The team at Morgan Stanley long term and short term lines, looking at recent waves as well:

Here is their view, courtesy of eFXnews:

Morgan Stanley picks EUR/USD as its FX chart of the week where MS is bearish on the pair and is looking to sell. MS gives some insights on the levels at which traders should sell the pair and place their stops.

On the 10-year EUR/USD chart:

“Breaking below 1.28 in recent months meant that EURUSD broke a trend line formed since 2001, providing a stronger bearish signal (chart). EURUSD is currently in a C-wave beginning from a peak of 1.3993 in May. We expect EURUSD to trade below the A-wave bottom at 1.2043,” MS projects.

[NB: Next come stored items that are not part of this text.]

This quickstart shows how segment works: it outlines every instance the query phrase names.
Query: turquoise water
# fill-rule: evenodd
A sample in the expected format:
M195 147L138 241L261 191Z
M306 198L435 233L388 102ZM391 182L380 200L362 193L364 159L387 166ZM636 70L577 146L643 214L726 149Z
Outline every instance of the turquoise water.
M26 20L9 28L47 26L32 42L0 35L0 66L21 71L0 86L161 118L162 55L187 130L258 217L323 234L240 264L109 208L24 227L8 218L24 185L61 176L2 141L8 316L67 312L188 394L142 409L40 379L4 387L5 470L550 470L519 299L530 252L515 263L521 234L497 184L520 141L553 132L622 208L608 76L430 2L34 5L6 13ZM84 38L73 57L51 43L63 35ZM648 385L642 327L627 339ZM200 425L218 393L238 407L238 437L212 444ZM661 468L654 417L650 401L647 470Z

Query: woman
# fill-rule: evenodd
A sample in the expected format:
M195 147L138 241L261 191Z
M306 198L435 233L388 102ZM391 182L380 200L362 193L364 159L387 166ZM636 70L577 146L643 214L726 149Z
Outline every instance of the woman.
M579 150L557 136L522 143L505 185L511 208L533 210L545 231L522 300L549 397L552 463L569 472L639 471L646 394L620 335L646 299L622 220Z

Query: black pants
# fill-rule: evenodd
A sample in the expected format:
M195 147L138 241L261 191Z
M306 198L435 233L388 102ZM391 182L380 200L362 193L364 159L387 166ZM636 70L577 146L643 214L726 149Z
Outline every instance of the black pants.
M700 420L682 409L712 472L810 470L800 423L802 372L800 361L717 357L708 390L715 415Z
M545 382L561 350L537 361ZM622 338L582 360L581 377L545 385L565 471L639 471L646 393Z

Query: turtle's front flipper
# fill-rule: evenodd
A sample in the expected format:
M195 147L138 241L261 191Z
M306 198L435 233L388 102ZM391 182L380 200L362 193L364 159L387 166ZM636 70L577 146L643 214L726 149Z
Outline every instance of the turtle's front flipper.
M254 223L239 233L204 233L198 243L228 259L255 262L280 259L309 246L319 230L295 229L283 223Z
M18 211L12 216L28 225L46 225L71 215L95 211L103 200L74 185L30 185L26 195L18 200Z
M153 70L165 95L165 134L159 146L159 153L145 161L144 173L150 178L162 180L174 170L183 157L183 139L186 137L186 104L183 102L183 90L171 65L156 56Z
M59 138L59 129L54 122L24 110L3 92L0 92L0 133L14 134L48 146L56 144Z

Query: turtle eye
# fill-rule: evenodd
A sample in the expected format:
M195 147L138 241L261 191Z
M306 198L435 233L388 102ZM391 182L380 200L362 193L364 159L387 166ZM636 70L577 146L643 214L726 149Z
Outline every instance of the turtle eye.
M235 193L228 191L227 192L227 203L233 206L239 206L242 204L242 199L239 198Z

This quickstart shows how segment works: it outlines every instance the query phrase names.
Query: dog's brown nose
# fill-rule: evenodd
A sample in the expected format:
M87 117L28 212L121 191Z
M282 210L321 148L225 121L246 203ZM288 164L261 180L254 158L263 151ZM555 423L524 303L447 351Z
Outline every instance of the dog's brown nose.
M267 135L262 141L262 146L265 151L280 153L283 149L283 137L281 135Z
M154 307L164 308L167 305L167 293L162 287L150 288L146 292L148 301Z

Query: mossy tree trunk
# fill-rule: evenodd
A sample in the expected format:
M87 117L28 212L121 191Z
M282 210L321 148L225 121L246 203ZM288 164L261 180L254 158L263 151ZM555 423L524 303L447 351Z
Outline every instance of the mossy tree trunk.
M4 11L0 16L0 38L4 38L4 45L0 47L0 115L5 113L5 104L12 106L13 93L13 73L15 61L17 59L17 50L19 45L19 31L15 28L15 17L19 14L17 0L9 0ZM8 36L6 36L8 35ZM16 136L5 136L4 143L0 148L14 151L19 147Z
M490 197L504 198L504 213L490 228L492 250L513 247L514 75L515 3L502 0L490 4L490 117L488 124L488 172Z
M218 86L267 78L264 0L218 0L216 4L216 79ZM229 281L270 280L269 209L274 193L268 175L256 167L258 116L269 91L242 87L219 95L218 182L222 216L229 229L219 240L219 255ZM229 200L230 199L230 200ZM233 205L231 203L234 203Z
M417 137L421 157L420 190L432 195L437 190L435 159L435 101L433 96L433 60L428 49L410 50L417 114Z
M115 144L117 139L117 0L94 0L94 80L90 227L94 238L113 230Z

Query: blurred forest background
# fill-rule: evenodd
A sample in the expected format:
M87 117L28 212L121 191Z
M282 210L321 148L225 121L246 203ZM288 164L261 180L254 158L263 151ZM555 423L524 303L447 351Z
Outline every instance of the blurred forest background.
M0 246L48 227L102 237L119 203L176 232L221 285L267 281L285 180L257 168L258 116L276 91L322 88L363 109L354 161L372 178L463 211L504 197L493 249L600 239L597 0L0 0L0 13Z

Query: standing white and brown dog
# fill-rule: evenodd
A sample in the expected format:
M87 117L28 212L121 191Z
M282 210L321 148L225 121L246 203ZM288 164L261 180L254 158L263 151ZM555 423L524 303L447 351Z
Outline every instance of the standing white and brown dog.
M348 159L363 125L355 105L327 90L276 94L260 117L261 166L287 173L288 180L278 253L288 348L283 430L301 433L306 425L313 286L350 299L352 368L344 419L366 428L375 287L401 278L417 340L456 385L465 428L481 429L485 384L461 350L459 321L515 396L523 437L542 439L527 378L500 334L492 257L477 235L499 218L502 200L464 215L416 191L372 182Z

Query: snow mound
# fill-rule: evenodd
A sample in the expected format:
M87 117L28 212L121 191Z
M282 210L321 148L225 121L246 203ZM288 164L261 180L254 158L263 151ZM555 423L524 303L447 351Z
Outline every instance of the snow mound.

10 year EURUSD chart December 2014 towards the ECB

On the 2-year EUR/USD chart:

“EURUSD has come under selling pressure after breaking out of the triangle in May and has since fallen from a peak of 1.3993. An impulsive downwards sequence has formed and is currently in the (5)th wave which is nearing completion. Crossing below 1.2250 breaks the bottom end of a long-term trend channel, supporting the bearish view,” MS argues.

2 year EURUSD grapht December 2014 towards the ECB

On the 90-day EUR/USD chart:

The sub-count in the (5)th wave is incomplete giving a bearish signal. We would sell around current levels and put a stop around 1.27. If the subcount of iii is correct then EURUSD would not extend beyond the 1.26 high. However, if a new high is made then we would expect EURUSD gains to remain limited towards the 1.27 area, where we would sell,” MS advises.